5.17.2014

El complot para matar al Presidente / Manuel Caballero

The Conspiracy to Kill the President

The conspiracy to assassinate the President exists, it’s in progress and taking place at least in the fears of the men in the Palace.


Why is this novel by Israel Centeno (El complot, Alfadil, 2002) so disconcerting? In order to explain this to ourselves, we begin with what’s always easier for the lazy: its classification. It is a uchronia; what the dictionary defines as a logical construction adapted to the story of something that hasn’t happened, but could have or might in the future.

The conspiracy to assassinate the President isn’t something that has occurred in reality, but if we pay attention to the warnings, to the fears, to the terrors, to the escapes, to the bullet-proof vests, to the security circles and other such nonsense, it exists, it’s in progress and taking place at least in the fears of the men in the Palace.

A scene. Which is to say, those who suffer these fears could label this novel with another classification: it’s a simple intelligence report, the base for what the pedants and other political scientists would call “a scene.”

We could also say, with all the bad intentions in the world, that it’s a novel of anticipation, an immediate anticipation. Finally, one could, maximizing the mania for classification, say that this is a realist novel.

Israel Centeno’s text impresses us with its masterful ability to immerse itself in reality without being conquered by it. There is, throughout the text, not the least concession to the present such as it might be conceived, for example, by a reporter: the author knows how to establish here the indispensable distance between his fiction and reality, which makes this a novel and not merely an imaginary report. But neither does it distance itself from that reality (or perhaps it’s best to say, from this present) so that the novel becomes a simple game around something that hasn’t happened and will never happen.

My disorganized eagerness. By saying that El complot is a disconcerting novel, I should add that it would be much more if my disorganized reader’s eagerness hadn’t taken me years ago to a series of Irish writers, among them playwrights (The Undertaker, whose author’s name escapes me). Those texts describe the unending spiral of violence in which the characters find themselves immersed.

Of course, and this is seen still in a great part of the Irish situation, violence is a bull that once it’s released is nearly impossible to reign it back in, and sometimes it’s never achieved. The characters in Israel Centeno’s novel don’t just live with violence, they live for violence. There’s no way of escaping it, because they only know one way of life, and thus only one way out: death, given or received.
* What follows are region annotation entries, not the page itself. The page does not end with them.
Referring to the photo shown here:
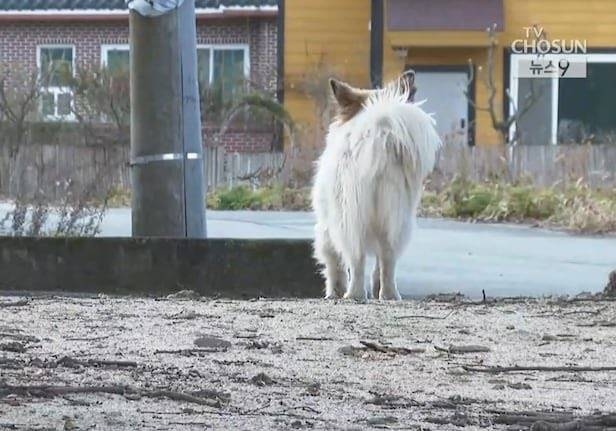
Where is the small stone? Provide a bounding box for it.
[250,373,276,386]
[167,289,201,301]
[0,341,26,353]
[306,383,321,397]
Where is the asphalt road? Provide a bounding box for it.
[0,204,616,297]
[103,209,616,297]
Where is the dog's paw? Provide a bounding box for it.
[344,292,368,304]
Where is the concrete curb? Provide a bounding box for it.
[0,237,323,298]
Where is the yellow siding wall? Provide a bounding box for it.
[383,46,503,145]
[284,0,370,130]
[383,0,616,145]
[505,0,616,48]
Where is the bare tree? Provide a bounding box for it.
[465,24,541,144]
[0,63,51,192]
[70,67,130,138]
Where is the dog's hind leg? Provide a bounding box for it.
[372,257,381,299]
[314,226,347,299]
[379,244,401,300]
[344,255,367,301]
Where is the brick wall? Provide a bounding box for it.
[0,18,277,152]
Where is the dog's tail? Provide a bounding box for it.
[357,84,442,181]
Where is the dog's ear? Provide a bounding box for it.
[329,78,359,106]
[329,78,368,122]
[399,69,417,102]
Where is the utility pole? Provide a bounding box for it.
[127,0,206,238]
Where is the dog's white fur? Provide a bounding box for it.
[312,81,441,300]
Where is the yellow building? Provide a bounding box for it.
[280,0,616,145]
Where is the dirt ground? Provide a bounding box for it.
[0,294,616,430]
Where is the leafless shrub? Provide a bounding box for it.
[0,181,107,237]
[70,67,130,135]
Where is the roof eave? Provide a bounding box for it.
[0,7,278,22]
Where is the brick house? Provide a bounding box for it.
[0,0,278,152]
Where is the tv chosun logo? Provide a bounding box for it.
[511,26,587,78]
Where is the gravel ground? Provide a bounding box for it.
[0,295,616,430]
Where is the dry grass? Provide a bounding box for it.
[208,178,616,234]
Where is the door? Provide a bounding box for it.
[415,68,472,145]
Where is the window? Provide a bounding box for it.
[101,45,130,74]
[510,53,616,145]
[38,45,74,120]
[197,45,249,117]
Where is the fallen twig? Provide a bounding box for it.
[434,345,490,353]
[0,384,226,407]
[359,340,426,355]
[154,348,221,356]
[0,299,30,308]
[462,365,616,374]
[56,356,137,367]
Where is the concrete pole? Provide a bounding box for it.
[130,0,206,238]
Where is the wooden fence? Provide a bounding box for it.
[0,142,616,199]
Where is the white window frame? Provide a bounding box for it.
[509,53,616,145]
[197,43,250,84]
[36,43,77,121]
[101,43,130,67]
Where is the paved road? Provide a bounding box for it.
[0,205,616,297]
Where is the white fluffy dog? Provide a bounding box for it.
[312,72,441,300]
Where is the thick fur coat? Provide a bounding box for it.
[312,73,441,300]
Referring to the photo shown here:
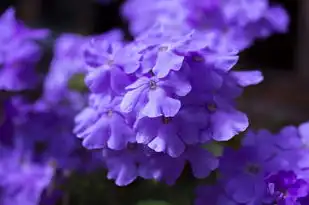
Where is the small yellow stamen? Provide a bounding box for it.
[149,80,157,90]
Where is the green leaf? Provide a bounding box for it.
[137,200,171,205]
[68,73,87,92]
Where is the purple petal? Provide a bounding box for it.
[142,88,181,117]
[120,86,146,113]
[231,71,264,87]
[153,51,184,78]
[148,125,185,157]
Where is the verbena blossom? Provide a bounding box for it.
[196,123,309,205]
[74,24,263,185]
[0,8,49,90]
[103,144,218,186]
[122,0,289,50]
[14,31,119,170]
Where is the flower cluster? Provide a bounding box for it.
[0,8,48,90]
[74,21,263,185]
[0,9,122,205]
[195,122,309,205]
[122,0,289,50]
[0,0,294,205]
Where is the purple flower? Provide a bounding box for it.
[0,147,54,205]
[266,171,309,205]
[0,8,48,90]
[120,73,191,118]
[74,96,135,150]
[134,107,207,157]
[122,0,186,35]
[122,0,289,50]
[219,146,274,204]
[85,38,140,95]
[103,144,218,186]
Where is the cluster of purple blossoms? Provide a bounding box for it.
[195,122,309,205]
[0,8,122,205]
[0,0,300,205]
[122,0,289,50]
[74,22,263,185]
[0,8,49,90]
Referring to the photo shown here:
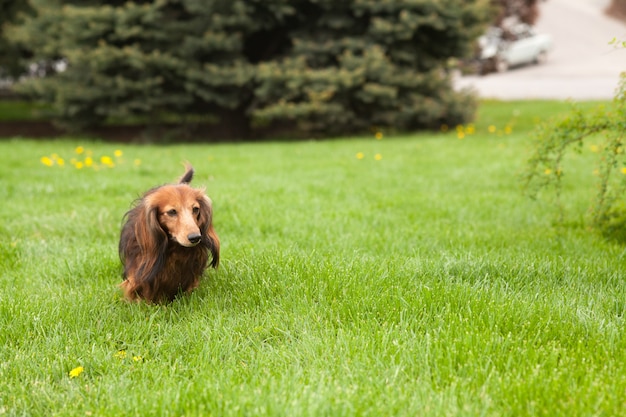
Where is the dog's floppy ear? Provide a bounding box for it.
[134,197,168,282]
[198,193,220,268]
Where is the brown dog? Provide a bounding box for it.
[119,166,220,302]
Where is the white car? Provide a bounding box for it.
[478,23,553,74]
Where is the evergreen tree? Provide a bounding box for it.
[11,0,489,140]
[0,0,32,79]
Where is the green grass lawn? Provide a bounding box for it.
[0,102,626,417]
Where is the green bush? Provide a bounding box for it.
[525,73,626,242]
[11,0,491,136]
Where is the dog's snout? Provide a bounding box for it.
[187,233,202,245]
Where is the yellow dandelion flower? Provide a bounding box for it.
[40,156,54,167]
[70,366,85,378]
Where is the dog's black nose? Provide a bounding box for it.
[187,233,202,245]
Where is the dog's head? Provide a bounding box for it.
[144,184,212,247]
[125,167,220,267]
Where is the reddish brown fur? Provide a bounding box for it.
[119,167,220,302]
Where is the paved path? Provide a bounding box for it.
[456,0,626,100]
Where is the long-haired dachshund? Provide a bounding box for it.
[119,166,220,303]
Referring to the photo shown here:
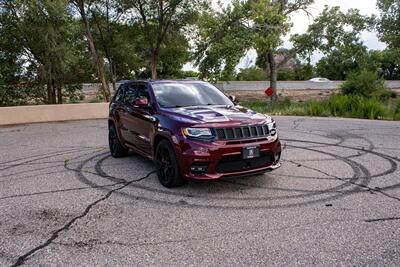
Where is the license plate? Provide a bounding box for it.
[242,146,260,159]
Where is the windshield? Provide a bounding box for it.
[152,82,234,108]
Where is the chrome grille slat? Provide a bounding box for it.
[215,125,269,140]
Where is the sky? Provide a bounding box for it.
[184,0,386,70]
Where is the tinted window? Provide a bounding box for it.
[136,84,150,102]
[124,83,137,104]
[115,85,124,101]
[152,82,234,108]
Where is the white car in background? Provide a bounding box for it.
[308,77,331,83]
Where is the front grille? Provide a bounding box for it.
[216,152,274,173]
[215,125,269,140]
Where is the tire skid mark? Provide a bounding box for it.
[11,168,155,267]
But it’s not just that, but that the worst hatred isn’t against the evident enemy, but rather against one’s own comrades and friends, always suspected of being actual or potential traitors. This is how Sergio and Gloria don’t escape by shooting their way out from the presence of the identified and hated enemy, but rather shooting against their own friends who are no longer useful to the cause, or who are simply in the way.

They remind us of Chesterton. The problem is that it’s a process that never concludes, and deep down, these tragic characters remind us of those described in a loose tone by Chesterton in his The Man Who Was Thursday; a group of revolutionaries who weren’t that at all, but undercover policemen. In the end, they weren’t spying on anyone but themselves, and if Chesterton had been of a different disposition, they would have eventually, like these Centeno characters, killed one another. Ultimately, as well, and without wanting to laugh on a stage where so much blood has been shed, there is something else that joins Centeno to Chesterton’s tradition: his entire text employs a subtle irony, mocks the frightened and mocks the obsessed, it mocks the ambition for absolute power.

Relatedly, Centeno’s novel takes us to Orwell, to the Vargas Llosa of The Real Life of Alejandro Mayta, because it too is, in his own very personal manner and with a nervous but clear style of writing, a bitter reflection on maximalist utopias. The serpent biting its own tail that they all become.

Do these characters have a destination? Yes: Centeno has reserved for them a refuge in that type of valley of the shadows where they will never know whether they’re living on this or that side of dreaming, on this or that side of death; where they will live maybe forever the life they’ve always lived: in the provisional, in the no-tomorrow.

I must conclude pointing out something that’s also impressed me in this novel by Centeno: the transparency of his prose, that continues to astonish in a text that, because of its topic and we might say its currentness, must have been written in a very short time and very recently.




Translator’s note: El complot has recently been translated into English and published as Israel Centeno, The Conspiracy, translated by Guillermo Parra (Pittsburgh: Sampsonia Way, 2014).